5353e séance – matin


LE HAUT COMMISSAIRE DE L’ONU POUR LES RÉFUGIÉS, ANTONIO GUTERRES, S’INQUIÈTE DEVANT LE CONSEIL DE L’INSTABILITÉ AU DARFOUR ET DANS LA RÉGION DES GRANDS LACS


Le Haut Commissaire des Nations Unies pour les réfugiés, Antonio Guterres, s’est inquiété ce matin, devant le Conseil de sécurité, de la détérioration de la situation au Darfour, où l’insécurité compromet les interventions des institutions humanitaires, ainsi que dans la région des Grands Lacs, plus précisément dans l’est de la République démocratique du Congo (RDC) où les attaques récentes contre les Casques bleus de l’ONU et l’instabilité subséquente ont causé de nouveaux déplacements de populations.  « La situation à la frontière entre le Soudan et le Tchad est probablement la crise humanitaire la plus complexe à laquelle la communauté internationale doit faire face », a dit M. Guterres, avant de lancer un appel au Conseil afin qu’une force de sécurité plus robuste soit déployée au Darfour afin d’y éviter une catastrophe humanitaire. 


Tout en jugeant que le retour des réfugiés au Burundi était étroitement lié au soutien international au redressement économique et à la consolidation de la paix dans ce pays, le Haut Commissaire pour les réfugiés a prôné l’adoption d’une approche régionale pour trouver une solution à l’instabilité en RDC car, a-t-il dit, les interventions humanitaires dans l’est du pays sont rendues presque impossibles par l’insécurité créée notamment par les attaques de l’Armée de résistance du Seigneur (LRA).  Le Haut Commissaire a également alerté le Conseil de sécurité sur les situations humanitaires en République centrafricaine et en Côte d’Ivoire en proie à une aggravation de l’instabilité et de l’insécurité.  Plaidant enfin pour l’intégration de la dimension « réinsertion des réfugiés et des déplacés » dans les programmes de redressement et de développement au niveau national, il s’est dit favorable à une collaboration étroite entre le Haut Commissariat pour les réfugiés (HCR) et la nouvelle Commission de consolidation de la paix.

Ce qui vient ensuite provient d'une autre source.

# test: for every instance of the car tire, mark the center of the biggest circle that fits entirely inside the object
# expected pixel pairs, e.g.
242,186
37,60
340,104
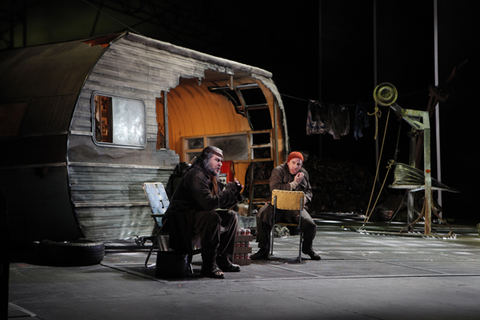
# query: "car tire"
80,252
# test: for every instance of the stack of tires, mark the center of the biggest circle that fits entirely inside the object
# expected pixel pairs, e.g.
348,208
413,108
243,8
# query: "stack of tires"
80,252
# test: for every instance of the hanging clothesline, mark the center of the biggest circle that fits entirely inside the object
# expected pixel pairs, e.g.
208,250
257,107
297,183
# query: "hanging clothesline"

Au terme de sa présentation, le Haut Commissaire a eu un échange de vues avec les représentants des membres suivants du Conseil de sécurité: France, Royaume-Uni, Grèce, Argentine, Slovaquie, Japon, Danemark, Congo, Fédération de Russie, Ghana et République-Unie de Tanzanie. 

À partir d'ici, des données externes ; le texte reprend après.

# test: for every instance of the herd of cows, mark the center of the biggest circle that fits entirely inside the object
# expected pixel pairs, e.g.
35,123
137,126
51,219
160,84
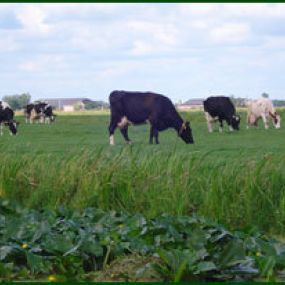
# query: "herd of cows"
134,108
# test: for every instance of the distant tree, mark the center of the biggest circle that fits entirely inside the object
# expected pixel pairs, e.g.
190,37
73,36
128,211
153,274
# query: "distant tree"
17,102
265,95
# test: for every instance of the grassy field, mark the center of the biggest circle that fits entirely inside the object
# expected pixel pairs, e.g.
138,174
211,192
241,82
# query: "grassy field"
237,179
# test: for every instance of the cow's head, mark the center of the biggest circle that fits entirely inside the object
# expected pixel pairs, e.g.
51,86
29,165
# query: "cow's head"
185,133
276,119
235,122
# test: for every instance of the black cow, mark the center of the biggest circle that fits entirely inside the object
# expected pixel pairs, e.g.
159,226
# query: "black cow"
7,118
35,112
141,107
49,116
221,108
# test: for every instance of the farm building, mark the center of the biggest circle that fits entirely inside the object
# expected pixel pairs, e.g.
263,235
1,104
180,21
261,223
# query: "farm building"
191,104
68,104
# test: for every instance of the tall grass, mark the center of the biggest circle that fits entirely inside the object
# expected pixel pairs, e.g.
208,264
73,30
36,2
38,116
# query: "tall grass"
241,193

EXPOSÉ DU HAUT COMMISSAIRE DES NATIONS UNIES POUR LES RÉFUGIÉS


M. ANTONIO GUTERRES, Haut Commissaire des Nations Unies pour les réfugiés, a salué d’emblée la générosité et l’hospitalité de la République-Unie de Tanzanie, qui préside actuellement le Conseil, pour avoir accueilli sur son sol des centaines de milliers de réfugiés au cours de ces dernières décennies.  Il y a sept ans, a-t-il rappelé, alors qu’il était Premier Ministre du Portugal, il avait collaboré étroitement avec le Conseil sur la question du Timor oriental afin d’obtenir une action de la communauté internationale, saluant à cet égard la prompte réaction du Conseil.  Après avoir réaffirmé le soutien du HCR à la mise en œuvre de la résolution 1625, il a insisté sur les deux situations humanitaires d’urgence auxquelles doit faire face le Haut Commissariat pour les réfugiés (HCR), à savoir le Soudan et la région des Grands Lacs.  La situation à la frontière entre le Soudan et le Tchad est probablement la crise humanitaire la plus complexe à laquelle la communauté internationale est confrontée, a dit M. Guterres, soulignant la détérioration de la situation au Darfour et le regain de violence dans la région, y compris au Tchad où des agents humanitaires ont été récemment pris en otages.  Il a lancé un appel au Conseil de sécurité afin qu’une force de sécurité plus robuste soit déployée au Darfour afin d’éviter une catastrophe, faisant observer qu’auparavant, il fallait parvenir à un accord.  Il a invité l’Union africaine et les Nations Unies à travailler ensemble, précisant que le HCR entendait rapatrier sur une base volontaire près de 50 000 réfugiés actuellement en République démocratique du Congo (RDC) et en Ouganda dans les prochains mois.  Il a salué le retour volontaire de 75 000 personnes qui ont déjà regagné le Soudan.  Il faudra trois ou quatre ans pour procéder au rapatriement volontaire de tous les réfugiés installés dans les pays voisins, a fait remarquer M. Guterres, jugeant toutefois que les besoins financiers étaient considérables dans la mesure où les administrations et les infrastructures sont quasi-inexistantes. 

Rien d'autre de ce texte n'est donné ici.